M19Remark Code (RARC)Active
Effective 01/01/1997 · Updated 02/28/2003

M19 Remark Code - Missing Oxygen Certification

The M19 remark code indicates that there is a missing oxygen certification or re-certification for the billed service. This remark supplements an adjustment that has already been detailed by a Claim Adjustment Reason Code, providing additional clarity on why the claim was denied or adjusted.

How It Relates to the Denial

The M19 remark code typically accompanies denial or adjustment reason codes related to the lack of required documentation for oxygen services.
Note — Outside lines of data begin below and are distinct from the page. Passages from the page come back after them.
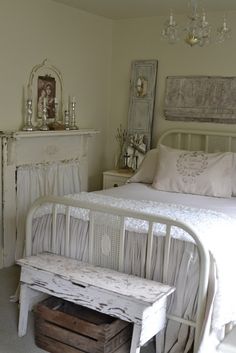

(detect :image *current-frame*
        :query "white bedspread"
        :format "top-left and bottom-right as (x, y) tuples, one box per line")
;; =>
(31, 183), (236, 353)
(33, 193), (236, 328)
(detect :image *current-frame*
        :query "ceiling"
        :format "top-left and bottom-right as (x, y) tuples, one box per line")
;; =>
(53, 0), (236, 20)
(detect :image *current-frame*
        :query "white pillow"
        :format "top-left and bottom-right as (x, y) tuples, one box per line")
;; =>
(127, 148), (158, 184)
(152, 145), (233, 197)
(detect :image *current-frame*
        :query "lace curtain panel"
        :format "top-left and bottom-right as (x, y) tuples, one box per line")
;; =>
(15, 162), (81, 259)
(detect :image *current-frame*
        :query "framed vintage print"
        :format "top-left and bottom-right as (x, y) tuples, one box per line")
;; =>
(23, 59), (64, 131)
(37, 75), (56, 119)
This combination signals that the payer requires proof of certification or re-certification to process the claim appropriately.

Common Scenarios

1A claim for home oxygen therapy was submitted, but the remittance shows an adjustment due to missing documentation.
→ The M19 remark code suggests that the payer did not receive the necessary certification or re-certification for the oxygen therapy, indicating that the claim cannot be processed without this documentation.
2A provider billed for a patient receiving oxygen services, and the remittance response includes a denial for lack of supporting documentation.
→ The appearance of the M19 remark code means the payer is specifically noting the absence of the required oxygen certification or re-certification, which must be provided to proceed with the claim.
3A healthcare facility submitted a claim for oxygen equipment rental, but the payment was adjusted due to missing paperwork.
→ The M19 remark code indicates that the payer is requesting the oxygen certification or re-certification documentation that was not included with the claim.

What to Do

  1. Obtain the missing oxygen certification or re-certification documentation.
  2. Submit the required certification paperwork to the payer as per their guidelines.
  3. Ensure that future claims include the necessary documentation to avoid similar adjustments.

What to Check

  • Review the claim submission for the included oxygen certification or re-certification.
  • Check the remittance advice for the associated Claim Adjustment Reason Code that triggered the M19 remark.
  • Verify the patient's eligibility and coverage for oxygen services based on the payer's policy.